S&P Bullish On A Pair Of Regional Banking ETFs
Ahead of a key earnings report from Dow component J.P. Morgan Chase (NYSE: JPM) before the bell Friday, it's worth noting that big bank stocks have acted better to start 2012 than they did for basically all of 2011.
Granted, year-to-date at this point means eight trading days, but Bank of America (NYSE: BAC), Citigroup (NYSE: C) and J.P. Morgan Chase are all showing double-digit returns and the Financial Select Sector SPDR is no slouch either with a gain of over 5% to start 2012.

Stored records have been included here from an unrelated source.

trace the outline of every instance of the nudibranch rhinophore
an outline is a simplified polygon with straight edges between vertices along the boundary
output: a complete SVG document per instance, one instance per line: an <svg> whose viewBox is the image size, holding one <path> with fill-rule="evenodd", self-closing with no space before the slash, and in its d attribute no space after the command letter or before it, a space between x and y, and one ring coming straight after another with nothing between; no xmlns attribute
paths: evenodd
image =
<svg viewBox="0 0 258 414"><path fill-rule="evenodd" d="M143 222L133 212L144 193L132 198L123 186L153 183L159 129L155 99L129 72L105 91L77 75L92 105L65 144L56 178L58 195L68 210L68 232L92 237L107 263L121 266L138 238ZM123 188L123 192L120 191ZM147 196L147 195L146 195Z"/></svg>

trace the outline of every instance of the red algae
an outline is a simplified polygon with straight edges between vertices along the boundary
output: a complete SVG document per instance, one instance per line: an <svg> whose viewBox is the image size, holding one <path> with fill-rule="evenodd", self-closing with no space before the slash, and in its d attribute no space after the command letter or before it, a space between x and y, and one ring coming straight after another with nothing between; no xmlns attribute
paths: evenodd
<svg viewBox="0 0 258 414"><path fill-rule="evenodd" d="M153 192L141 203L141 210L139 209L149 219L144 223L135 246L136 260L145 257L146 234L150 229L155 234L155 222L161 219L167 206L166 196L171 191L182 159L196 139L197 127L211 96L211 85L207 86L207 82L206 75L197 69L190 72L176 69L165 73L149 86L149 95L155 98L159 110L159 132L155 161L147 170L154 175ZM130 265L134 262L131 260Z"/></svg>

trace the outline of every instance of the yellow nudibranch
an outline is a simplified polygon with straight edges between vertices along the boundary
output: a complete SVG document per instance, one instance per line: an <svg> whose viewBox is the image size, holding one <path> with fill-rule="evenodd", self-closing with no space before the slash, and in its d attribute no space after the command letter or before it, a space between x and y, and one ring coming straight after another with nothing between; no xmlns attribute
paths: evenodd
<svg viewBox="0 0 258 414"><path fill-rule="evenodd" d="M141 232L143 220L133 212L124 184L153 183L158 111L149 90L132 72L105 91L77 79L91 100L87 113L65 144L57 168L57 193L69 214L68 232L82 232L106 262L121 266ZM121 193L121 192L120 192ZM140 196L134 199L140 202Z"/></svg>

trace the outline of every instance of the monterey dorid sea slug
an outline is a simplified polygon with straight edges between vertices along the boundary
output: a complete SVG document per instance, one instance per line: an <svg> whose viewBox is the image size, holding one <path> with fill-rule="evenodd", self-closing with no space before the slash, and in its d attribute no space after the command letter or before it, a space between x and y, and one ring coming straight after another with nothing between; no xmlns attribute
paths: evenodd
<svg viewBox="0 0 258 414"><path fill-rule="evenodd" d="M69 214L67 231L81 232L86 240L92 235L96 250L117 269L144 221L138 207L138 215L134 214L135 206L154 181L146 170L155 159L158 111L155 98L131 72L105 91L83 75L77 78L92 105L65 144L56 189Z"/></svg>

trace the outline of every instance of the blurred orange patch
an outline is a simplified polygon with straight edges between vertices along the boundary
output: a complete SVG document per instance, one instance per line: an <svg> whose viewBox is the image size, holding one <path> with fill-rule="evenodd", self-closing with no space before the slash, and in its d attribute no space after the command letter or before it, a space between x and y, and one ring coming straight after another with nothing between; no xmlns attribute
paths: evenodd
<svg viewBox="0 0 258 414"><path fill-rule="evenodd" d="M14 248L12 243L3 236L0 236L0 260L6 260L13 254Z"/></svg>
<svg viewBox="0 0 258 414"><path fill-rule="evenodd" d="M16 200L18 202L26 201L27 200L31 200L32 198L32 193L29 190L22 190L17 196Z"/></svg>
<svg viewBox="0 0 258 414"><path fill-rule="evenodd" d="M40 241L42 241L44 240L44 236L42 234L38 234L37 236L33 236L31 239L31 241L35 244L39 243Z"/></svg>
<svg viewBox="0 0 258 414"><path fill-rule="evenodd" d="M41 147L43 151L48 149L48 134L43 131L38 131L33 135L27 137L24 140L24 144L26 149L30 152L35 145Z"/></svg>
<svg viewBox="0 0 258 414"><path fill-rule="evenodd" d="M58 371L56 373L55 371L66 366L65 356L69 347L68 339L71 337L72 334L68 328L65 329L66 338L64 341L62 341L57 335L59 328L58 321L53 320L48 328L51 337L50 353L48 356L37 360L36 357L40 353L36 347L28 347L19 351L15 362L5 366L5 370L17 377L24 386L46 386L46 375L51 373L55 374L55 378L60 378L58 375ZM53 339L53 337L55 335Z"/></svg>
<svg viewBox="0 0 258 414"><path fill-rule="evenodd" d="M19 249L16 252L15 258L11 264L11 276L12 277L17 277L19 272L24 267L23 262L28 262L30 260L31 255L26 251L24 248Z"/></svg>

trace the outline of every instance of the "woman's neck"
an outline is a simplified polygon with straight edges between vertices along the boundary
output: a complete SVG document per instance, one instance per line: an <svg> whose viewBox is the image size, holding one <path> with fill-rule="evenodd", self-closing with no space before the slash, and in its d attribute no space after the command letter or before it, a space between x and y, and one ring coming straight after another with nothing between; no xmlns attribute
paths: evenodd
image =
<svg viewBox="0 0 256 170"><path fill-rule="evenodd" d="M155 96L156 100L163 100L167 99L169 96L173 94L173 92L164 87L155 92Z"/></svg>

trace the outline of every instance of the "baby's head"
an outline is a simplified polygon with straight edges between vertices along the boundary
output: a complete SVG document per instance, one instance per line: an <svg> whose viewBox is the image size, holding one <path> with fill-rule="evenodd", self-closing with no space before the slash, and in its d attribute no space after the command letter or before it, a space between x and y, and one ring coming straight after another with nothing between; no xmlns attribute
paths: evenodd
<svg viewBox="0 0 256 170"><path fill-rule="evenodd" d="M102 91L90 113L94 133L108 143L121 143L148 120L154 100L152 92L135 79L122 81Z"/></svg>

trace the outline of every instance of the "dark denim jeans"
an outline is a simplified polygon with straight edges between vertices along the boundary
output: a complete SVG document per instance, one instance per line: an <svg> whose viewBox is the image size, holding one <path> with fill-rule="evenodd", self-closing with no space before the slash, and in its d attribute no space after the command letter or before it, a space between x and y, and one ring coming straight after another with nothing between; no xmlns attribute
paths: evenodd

Still, XLF, the largest ETF tracking the major U.S. banks, is down more than 15% in the past year and that performance significantly lags the returns offered by two regional bank ETFs S&P Capital IQ rates as Overweight.
"This year looks much brighter for banks. The U.S. has not slipped back into recession, and employment and manufacturing statistics are showing strength. Japan appears to be recovering well from last year's events, and Asian tech and auto supply chains are up to speed supplying U.S. factories and consumers. Stability is evident almost everywhere, in sharp contrast to last year. The "green shoots" of 2009, which promised so much and delivered so little, may now be for real. That would provide solid support for bank lending, interest rate spreads and capital cushions. Also, the U.S. federal government tug-of-war between a president who was elected with a large mandate in 2008 and a Congress elected in 2010 to stop presidential over-reach, has settled into what seems like an armed standoff, not a good situation, but at least one that is stable.
"The only thing, in our view, that could pose a real problem for U.S. banks this year would be another eruption of the euro zone, in the form of a large bank requiring emergency assistance, investors refusing to recapitalize banks, a refusal of larger European countries to contribute to bailout packages, and denial of smaller European countries of the extent of their problems. By mid-2012, European banks are required to raise large amounts of outside equity capital to bolster their capital levels, and investors so far have been reluctant. Currently, the euro zone is stable and quiet, allowing investors to focus on the U.S.," S&P analyst Erik Oja said in a note.
With nearly $101 million in assets under management and an expense ratio of 0.47%, IAT is home to 62 stocks. Investors should note over 40% of the ETF's weight is concentrated in three stocks: U.S. Bancorp (NYSE: USB), PNC Financial (NYSE: PNC) and BB&T (NYSE: BBT).
KRE has over $857 million in AUM and fees of 0.35%. The ETF offers exposure to roughly 70 stocks and some of its top-10 holdings include SunTrust (NYSE: STI), Zions (Nasdaq: ZION) and Regions Financial (NYSE: RF).